Durante o Sundance, nossa equipe teve oportunidade de conversar com a atriz veterana e diretora Veerle Baetens em sua estreia direcional 'When It Melts', adaptação inspirada no best seller 'The Melting' da autora belga Lize Spit. O título concorre na Competição de Drama Internacional no festival. 

Na trama, acompanhamos a vida de Eva, uma garota emocionalmente distante e isolada pelos próprios pais, que vê sua vida mudar drasticamente, em um trauma que vai deixar marcas profundas na menina até o fim de seus dias.
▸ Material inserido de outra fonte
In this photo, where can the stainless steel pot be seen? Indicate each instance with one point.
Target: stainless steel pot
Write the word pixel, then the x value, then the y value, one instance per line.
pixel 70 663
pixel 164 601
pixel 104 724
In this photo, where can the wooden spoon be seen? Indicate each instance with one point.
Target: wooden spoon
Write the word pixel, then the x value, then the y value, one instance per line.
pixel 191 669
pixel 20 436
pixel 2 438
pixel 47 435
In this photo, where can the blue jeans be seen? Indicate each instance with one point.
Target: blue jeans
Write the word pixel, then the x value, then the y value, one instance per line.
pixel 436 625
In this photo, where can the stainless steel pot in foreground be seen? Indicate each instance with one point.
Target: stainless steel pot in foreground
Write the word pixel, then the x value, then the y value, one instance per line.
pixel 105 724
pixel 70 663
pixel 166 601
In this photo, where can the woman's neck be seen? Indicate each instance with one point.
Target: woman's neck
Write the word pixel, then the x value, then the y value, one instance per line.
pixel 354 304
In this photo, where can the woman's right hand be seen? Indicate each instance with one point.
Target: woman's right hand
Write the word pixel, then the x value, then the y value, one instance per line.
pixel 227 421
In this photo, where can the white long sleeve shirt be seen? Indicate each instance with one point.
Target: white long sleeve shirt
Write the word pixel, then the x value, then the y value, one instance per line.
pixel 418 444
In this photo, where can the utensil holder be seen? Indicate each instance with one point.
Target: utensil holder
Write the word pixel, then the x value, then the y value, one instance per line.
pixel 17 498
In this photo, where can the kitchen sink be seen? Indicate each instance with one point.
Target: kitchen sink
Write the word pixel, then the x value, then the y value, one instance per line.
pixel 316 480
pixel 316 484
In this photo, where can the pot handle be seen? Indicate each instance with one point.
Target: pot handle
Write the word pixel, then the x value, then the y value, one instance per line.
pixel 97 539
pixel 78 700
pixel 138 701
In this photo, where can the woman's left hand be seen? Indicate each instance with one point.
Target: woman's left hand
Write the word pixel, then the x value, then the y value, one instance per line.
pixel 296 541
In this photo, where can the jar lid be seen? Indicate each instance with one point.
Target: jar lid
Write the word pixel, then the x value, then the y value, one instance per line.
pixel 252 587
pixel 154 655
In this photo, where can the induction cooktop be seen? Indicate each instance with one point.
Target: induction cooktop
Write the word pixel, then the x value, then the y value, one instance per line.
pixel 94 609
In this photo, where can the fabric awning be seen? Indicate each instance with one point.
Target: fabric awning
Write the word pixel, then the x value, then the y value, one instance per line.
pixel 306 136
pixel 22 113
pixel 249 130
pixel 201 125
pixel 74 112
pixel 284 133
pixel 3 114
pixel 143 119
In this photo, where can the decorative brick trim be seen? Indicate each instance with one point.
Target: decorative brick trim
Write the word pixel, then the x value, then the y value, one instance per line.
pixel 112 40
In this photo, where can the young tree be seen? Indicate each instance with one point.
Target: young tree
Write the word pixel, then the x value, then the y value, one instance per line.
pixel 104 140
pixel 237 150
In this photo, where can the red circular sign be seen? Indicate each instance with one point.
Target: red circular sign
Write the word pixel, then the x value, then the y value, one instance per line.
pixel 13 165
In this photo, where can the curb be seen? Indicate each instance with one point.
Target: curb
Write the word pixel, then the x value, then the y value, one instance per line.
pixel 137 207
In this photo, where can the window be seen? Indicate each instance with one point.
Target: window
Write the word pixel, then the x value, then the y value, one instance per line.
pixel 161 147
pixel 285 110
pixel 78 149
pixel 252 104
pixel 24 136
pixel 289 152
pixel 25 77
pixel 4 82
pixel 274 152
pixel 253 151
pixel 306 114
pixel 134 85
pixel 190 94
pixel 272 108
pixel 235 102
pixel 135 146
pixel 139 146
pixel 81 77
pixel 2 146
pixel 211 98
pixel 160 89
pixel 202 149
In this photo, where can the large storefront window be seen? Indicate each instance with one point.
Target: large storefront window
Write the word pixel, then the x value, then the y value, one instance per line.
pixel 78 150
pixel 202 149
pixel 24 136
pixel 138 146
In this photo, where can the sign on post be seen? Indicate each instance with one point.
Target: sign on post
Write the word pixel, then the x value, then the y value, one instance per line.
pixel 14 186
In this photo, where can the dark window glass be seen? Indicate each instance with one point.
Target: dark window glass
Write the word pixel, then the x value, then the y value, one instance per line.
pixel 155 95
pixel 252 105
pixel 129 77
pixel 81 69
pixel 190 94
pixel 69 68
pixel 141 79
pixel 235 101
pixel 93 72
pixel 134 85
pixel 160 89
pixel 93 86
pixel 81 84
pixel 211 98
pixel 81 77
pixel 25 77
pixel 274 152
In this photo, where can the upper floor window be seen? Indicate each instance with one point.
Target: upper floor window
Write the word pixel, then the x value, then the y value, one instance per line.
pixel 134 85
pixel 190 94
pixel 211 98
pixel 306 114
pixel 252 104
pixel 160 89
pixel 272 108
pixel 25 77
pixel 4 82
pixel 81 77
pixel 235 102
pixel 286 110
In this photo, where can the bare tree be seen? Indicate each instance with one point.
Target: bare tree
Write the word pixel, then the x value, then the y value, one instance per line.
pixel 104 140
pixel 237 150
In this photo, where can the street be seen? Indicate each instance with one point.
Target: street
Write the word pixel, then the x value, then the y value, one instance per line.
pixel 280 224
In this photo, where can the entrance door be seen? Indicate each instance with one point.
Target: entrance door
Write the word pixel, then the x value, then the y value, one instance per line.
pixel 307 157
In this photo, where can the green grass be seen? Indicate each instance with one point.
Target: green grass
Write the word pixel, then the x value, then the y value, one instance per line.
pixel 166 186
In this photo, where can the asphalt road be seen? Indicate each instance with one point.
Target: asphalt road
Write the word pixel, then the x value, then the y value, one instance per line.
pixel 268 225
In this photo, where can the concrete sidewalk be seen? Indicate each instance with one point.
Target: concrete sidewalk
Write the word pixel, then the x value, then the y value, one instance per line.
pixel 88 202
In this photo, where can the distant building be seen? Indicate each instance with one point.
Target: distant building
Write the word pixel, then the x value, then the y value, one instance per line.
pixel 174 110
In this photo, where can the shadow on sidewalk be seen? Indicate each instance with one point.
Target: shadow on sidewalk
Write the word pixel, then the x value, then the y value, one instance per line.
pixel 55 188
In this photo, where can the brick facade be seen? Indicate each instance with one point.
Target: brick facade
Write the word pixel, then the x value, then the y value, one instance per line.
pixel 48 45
Com excelentes atuações e um roteiro de quebrar o coração, 'When In Melts' apresenta um conto que infelizmente pode ter acontecido com muitos ao redor do mundo.

O filme é ambicioso, audacioso e não tem floreios em abordar temáticas pesadas e provocativas que vão fazer o público refletir muitos acontecimentos que acontecem durante a adolescência, que por si só já é um momento difícil na vida de muitas pessoas, então quanto a isso, vale destacar o excelente trabalho do elenco, principalmente da atriz adolescente, Rosa Marchant e também é importante comentar que o elenco inteiro faz um ótimo trabalho, mas que é no elenco mirim onde a trama ganha mais força.

Com muito bom humor e leveza, Veerle comentou sobre e a construção desse filme emocionante, abordando desde o processo artístico critivo, à direção, roteiro e escolhas que fazem desse drama um título inesquecível.



Amélie: Desde o início do filme, sentimos uma certa tensão no ar. Pensando nisso, como foi dirigir esse filme inspirado em um livro tão pesado?

Veerle: Foi um longo processo, porque eu amo o livro, fui tocada por ele, então foi uma tarefa bem elevada porque o livro tem umas 450 páginas e nós tivemos que 'enxugar' isso ao máximo. Fora que essa história toca em tópicos muito pesados, então eu queria humanizar (essa trama), trazer algo mais aquecido. Principalmente na hora de escolher o roteiro, foi uma longa jornada, mas uma vez que ele estava pronto, a filmagem, talvez para mim que tenho mais de 20 anos de atuação, por estar em sets grande parte do tempo, as filmagens foram como um verdadeiro paraíso (risos). 

Não sei descrever, foi muito divertido filmar essa história, então no geral não achei que foi um processo muito complicado, acho que o que mais levou tempo foi o roteiro mesmo, principalmente porque estive por trás tanto da direção quanto do roteiro, que escrevi ao lado de meu corroterista. 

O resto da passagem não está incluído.